S. Joe Qin
Title: Dynamic Latent Feature Learning and Troubleshooting of 
Manufacturing Processes 

Abstract: Sustained and unsettled dynamics in real-time data from manufacturing processes often indicate troubled control performance or equipment malfunctioning. In this talk, we present a latent dynamic feature extraction framework to achieve simultaneously dimension reduction and latent dynamic modeling.  The dynamic latent features are enforced to be orthogonal and used for troubleshooting process anomalies. Composite loadings and weights are given to analyze root causes and contributions to a dynamic feature of interest. The dynamic embedded feature analytics (DELFA) approach to process troubleshooting is introduced and demonstrated on several industrial manufacturing processes with great successes. 

Biography: Dr. S. Joe Qin is currently Chair Professor, Dean of the School of Data Science, and Director of Hong Kong Institute for Data Science at City University of Hong Kong. In his prior career he was the Fluor Professor at the Viterbi School of Engineering of the University of Southern California, Endowed Professor at the University of Texas at Austin, and Principal Engineer at Emerson Process Management. He was Cheung Kong Visiting Professor with Tsinghua University from 2006 to 2009.

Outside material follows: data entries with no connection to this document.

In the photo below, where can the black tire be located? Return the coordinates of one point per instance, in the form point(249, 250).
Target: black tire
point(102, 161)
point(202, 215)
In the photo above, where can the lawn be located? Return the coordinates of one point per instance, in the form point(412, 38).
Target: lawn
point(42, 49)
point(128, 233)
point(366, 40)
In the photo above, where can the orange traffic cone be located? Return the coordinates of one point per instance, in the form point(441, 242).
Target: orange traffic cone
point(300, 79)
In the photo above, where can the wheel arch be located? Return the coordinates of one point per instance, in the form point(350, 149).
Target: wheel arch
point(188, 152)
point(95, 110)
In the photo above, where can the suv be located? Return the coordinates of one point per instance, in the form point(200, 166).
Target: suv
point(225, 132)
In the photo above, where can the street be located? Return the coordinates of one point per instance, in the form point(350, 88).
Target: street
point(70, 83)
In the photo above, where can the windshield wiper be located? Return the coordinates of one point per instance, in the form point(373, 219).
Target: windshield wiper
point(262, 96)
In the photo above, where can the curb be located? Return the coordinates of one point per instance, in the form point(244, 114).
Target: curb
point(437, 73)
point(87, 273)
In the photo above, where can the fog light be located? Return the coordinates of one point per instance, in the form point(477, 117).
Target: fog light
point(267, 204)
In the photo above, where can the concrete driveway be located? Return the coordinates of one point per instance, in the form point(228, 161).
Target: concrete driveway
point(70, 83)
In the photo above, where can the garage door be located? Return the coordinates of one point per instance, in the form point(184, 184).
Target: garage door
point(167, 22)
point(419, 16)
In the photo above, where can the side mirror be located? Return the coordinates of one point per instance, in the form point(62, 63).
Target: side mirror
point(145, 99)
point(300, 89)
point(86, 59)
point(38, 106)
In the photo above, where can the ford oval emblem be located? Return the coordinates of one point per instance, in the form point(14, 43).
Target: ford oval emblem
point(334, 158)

Dr. Qin is a Fellow of the U.S. National Academy of Inventors, the International Federation of Automatic Control (IFAC), AIChE, and IEEE. He is a recipient of the U.S. National Science Foundation CAREER Award, the 2011 Northrop Grumman Best Teaching award at USC Viterbi School of Engineering, the DuPont Young Professor Award, Halliburton/Brown & Root Young Faculty Excellence Award, NSF-China Outstanding Young Investigator Award, and IFAC Best Paper Prize for a model predictive control paper published in Control Engineering Practice. He has served as Senior Editor of Journal of Process Control, Editor of Control Engineering Practice, Member of the Editorial Board for Journal of Chemometrics, and Associate Editor for several journals. He has published over 400 international journal papers, book chapters, conference papers and/or presentations. He received over 34,000 Google Scholar citations with an h-index of 79. Dr. Qin’s research interests include data analytics, machine learning, process monitoring, fault diagnosis, model predictive control, system identification, smart manufacturing, and predictive maintenance.